The first half hour in Masai Mara - and now the family of lions lay in the bushes right five meters from us. Indescribable feelings.
And after a couple of kilometers a few more. And what is most surprising - there are five cars around, everyone is talking, the shutters click, and the lions behave as if we are invisible.
A picnic in the African savannah looks something like this. It’s hard to relax, of course. Constantly peer into the distance and startle from every rustle. And the grass, by the way, is tall at this time of year and the animals are almost invisible - and this makes it even more uncomfortable. But they had a good dinner, of course. Everything worked out.

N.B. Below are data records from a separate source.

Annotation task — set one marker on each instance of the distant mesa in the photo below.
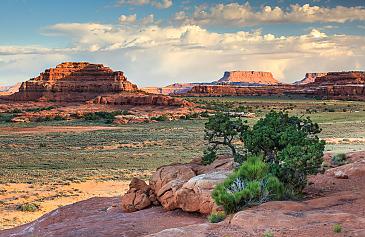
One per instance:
(310, 77)
(248, 78)
(9, 90)
(176, 88)
(73, 81)
(238, 78)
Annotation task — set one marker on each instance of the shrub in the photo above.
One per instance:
(223, 130)
(216, 217)
(338, 159)
(209, 156)
(107, 117)
(290, 146)
(6, 117)
(337, 228)
(268, 234)
(29, 207)
(250, 185)
(160, 118)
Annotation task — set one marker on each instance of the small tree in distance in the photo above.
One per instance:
(289, 144)
(222, 130)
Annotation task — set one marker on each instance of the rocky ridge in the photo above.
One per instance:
(248, 77)
(310, 77)
(332, 85)
(329, 200)
(73, 81)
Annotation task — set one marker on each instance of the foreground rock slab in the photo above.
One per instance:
(102, 217)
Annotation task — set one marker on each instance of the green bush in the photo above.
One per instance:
(209, 156)
(216, 217)
(338, 159)
(268, 234)
(290, 145)
(250, 185)
(160, 118)
(223, 130)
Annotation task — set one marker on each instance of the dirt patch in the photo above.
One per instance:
(49, 197)
(53, 129)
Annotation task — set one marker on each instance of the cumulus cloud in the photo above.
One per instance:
(236, 14)
(159, 55)
(162, 4)
(128, 19)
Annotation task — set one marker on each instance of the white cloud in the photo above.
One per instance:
(236, 14)
(128, 19)
(162, 4)
(156, 55)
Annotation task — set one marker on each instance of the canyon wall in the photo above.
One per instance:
(331, 85)
(248, 77)
(310, 77)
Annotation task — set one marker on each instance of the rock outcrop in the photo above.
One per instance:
(310, 77)
(248, 77)
(331, 85)
(176, 88)
(229, 90)
(328, 201)
(183, 186)
(9, 90)
(73, 81)
(140, 99)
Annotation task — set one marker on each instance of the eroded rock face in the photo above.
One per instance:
(189, 186)
(249, 77)
(140, 99)
(73, 81)
(180, 186)
(331, 85)
(137, 197)
(329, 201)
(310, 77)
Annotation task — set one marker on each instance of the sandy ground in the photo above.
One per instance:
(51, 129)
(49, 197)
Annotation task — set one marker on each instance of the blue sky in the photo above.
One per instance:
(159, 42)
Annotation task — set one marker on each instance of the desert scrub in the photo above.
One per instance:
(337, 228)
(160, 118)
(290, 146)
(28, 207)
(107, 117)
(268, 234)
(338, 159)
(216, 217)
(250, 185)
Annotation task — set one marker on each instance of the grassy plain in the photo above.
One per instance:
(52, 167)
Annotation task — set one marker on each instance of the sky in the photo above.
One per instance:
(160, 42)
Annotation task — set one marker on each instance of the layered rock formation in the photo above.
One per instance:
(229, 90)
(310, 77)
(176, 88)
(140, 99)
(332, 85)
(9, 90)
(73, 81)
(328, 201)
(180, 186)
(248, 77)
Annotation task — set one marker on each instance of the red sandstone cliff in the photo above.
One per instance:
(73, 81)
(310, 77)
(140, 99)
(333, 85)
(248, 77)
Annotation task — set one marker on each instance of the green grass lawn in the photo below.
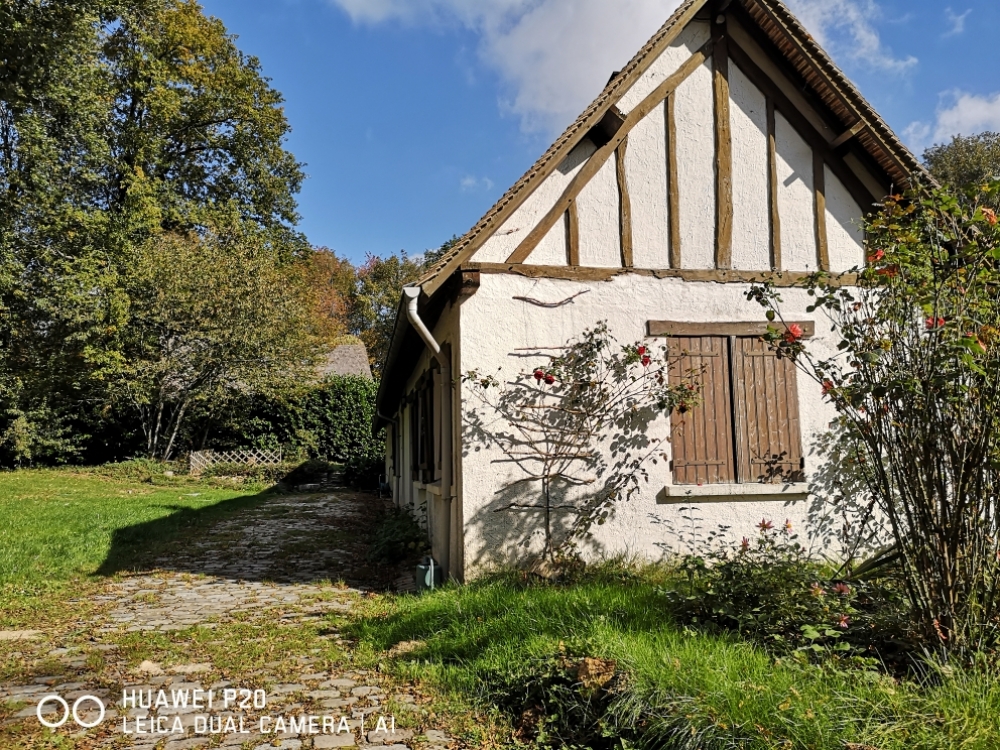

"You still do not get out of the jeep, I'll see if there are lions on the shore," says our driver Peter. "Everything is clean, you can go." And so we live, a new reality.
And this is the Mara River, the same one that the Gnu antelopes cross during the migration from the Serengeti to Masai Mara, from Tanzania to Kenya. This usually happens in August-October. Thousands of antelopes are trying to cross this river. In search of a better life and food. Although the river seems not wide and in general "what is there to swim", not all antelopes swim to the other side. Why? Water is teeming with crocodiles. With my own eyes I saw about five pieces over 100 meters. And those creatures that look like stones are hippos. There are an unrealistic number of them living here. They take sun and water treatments every day. Our six days in Kenya are at an end. Did she live up to our hopes? In full.